Saudi billionaire Prince Alwaleed bin Talal has been detained for over two months, along with other princes, following an anti-corruption crackdown. Bin Talal is currently negotiating a possible settlement with Saudi authorities but so far the terms have not been agreed, a senior Saudi official told Reuters on Sunday.
The prince is the executive chairperson of Kingdom Holding Company (KHC) and was listed in the November 2017 issue of Forbes magazine as the 45th richest man in the world with an estimated net worth of $18bn, with sizeable stakes in Twitter, Lyft, Citigroup, and 21st Century Fox.
“He offered a certain figure that does not meet the figure required from him, and until today the attorney general has not approved it,” the official said, speaking on condition of anonymity under government briefing rules, as reported by Reuters.
Moreover, another source allegedly told Reuters on Saturday that he had offered to make a “donation” to the Saudi government, in order to avoid any charges or accusations of wrongdoing. However, Saudi authorities refused those terms.
Since early November, bin Talal has been held, along with around 200 of his fellow princes and political and business officials in Riyadh’s opulent Ritz Carlton hotel as authorities seek to reach settlements with the detainees. The number of detainees has dwindled to just a few people.
Earlier in December, The Wall Street Journal (WSJ) reported that a source close to the prince told it that bin Talal wants a proper and just investigation, and that he will give Crown Prince Mohammed bin Salman a hard time. According to the WSJ, Saudi authorities requested $6bn from the prince.

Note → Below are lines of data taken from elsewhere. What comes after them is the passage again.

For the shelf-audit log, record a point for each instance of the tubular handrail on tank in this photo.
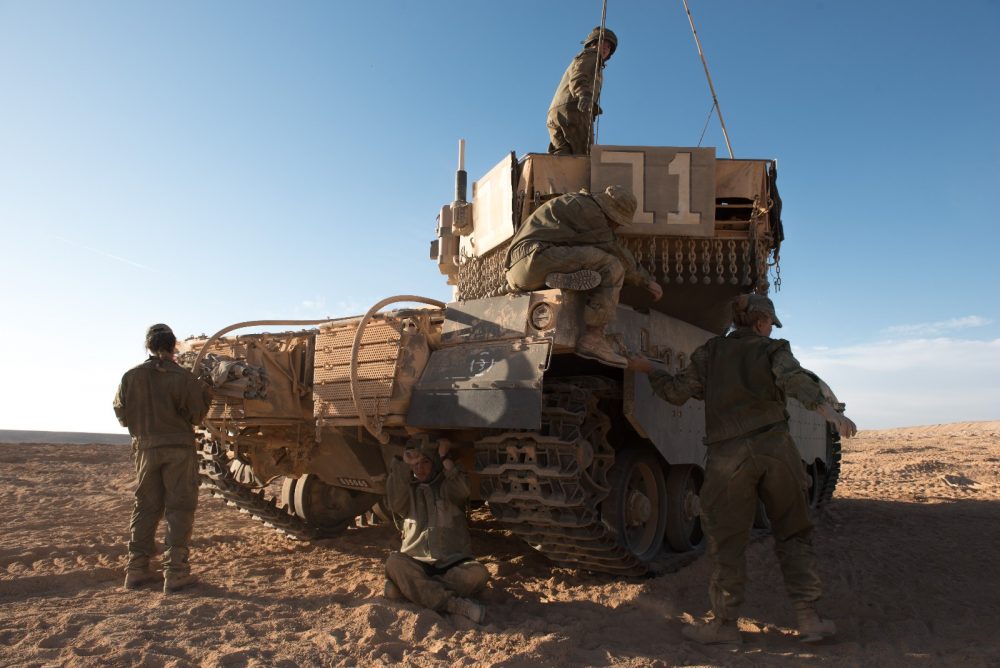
(376, 429)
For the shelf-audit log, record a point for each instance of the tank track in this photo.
(547, 486)
(241, 489)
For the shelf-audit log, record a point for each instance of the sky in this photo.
(207, 163)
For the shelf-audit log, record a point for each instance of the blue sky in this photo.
(204, 163)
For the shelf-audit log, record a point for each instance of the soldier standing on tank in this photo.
(434, 567)
(159, 402)
(575, 104)
(744, 378)
(569, 242)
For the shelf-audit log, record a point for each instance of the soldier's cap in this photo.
(158, 328)
(618, 203)
(758, 304)
(595, 35)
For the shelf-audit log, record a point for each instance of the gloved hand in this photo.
(844, 425)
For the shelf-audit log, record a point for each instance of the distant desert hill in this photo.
(907, 552)
(62, 437)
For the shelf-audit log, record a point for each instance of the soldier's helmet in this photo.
(758, 304)
(618, 203)
(595, 35)
(160, 337)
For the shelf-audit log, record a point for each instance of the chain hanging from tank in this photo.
(733, 269)
(665, 260)
(719, 265)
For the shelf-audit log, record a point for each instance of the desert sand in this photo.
(908, 557)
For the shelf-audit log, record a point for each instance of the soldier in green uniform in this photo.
(434, 566)
(569, 242)
(159, 402)
(744, 379)
(575, 104)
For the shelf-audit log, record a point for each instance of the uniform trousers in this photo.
(430, 586)
(738, 472)
(529, 273)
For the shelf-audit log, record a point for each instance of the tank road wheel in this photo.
(823, 476)
(636, 508)
(683, 510)
(327, 507)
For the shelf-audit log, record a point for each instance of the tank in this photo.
(578, 459)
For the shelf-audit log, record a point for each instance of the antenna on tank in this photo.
(461, 178)
(461, 210)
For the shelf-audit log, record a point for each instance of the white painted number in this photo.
(680, 167)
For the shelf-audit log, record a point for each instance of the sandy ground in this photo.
(909, 563)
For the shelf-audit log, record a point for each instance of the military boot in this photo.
(714, 632)
(812, 627)
(585, 279)
(173, 581)
(593, 345)
(466, 607)
(136, 577)
(392, 592)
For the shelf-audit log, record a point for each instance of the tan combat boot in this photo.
(714, 632)
(392, 591)
(466, 607)
(176, 581)
(136, 577)
(593, 345)
(585, 279)
(812, 627)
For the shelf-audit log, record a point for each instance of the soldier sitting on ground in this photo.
(160, 403)
(569, 242)
(434, 567)
(574, 106)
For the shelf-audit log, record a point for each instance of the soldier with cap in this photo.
(744, 379)
(575, 104)
(434, 566)
(160, 402)
(569, 242)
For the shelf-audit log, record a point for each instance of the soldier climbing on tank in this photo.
(575, 104)
(160, 402)
(434, 567)
(744, 378)
(569, 242)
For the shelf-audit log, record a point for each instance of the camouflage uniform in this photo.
(566, 234)
(435, 561)
(159, 402)
(570, 129)
(744, 378)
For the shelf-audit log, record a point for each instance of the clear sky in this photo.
(205, 163)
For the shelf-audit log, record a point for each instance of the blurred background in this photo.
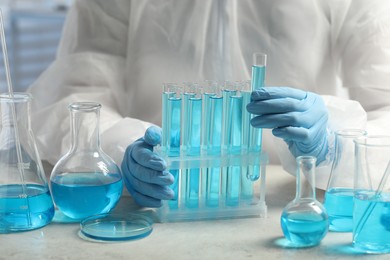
(32, 30)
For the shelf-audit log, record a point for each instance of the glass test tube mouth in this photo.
(17, 97)
(373, 140)
(351, 132)
(259, 59)
(85, 106)
(306, 158)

Saudi officials have previously announced that they aim to collect around $100bn of funds that rightfully belong to the state. Bin Salman earlier said that 95% of the people arrested on corruption charges had agreed to a settlement with the government.
Bin Talal faces charges of money laundering, bribery, and extorting officials.
Earlier on Saturday, construction tycoon Saudi Binladin Group announced that some of its shareholders might transfer part of their holdings to the state, in a move aimed at reconciliation with authorities. While Prince Mutaib bin Abdullah, son of the late King Abdullah and former head of the country’s National Guard, was freed, after allegedly paying a $1bn settlement.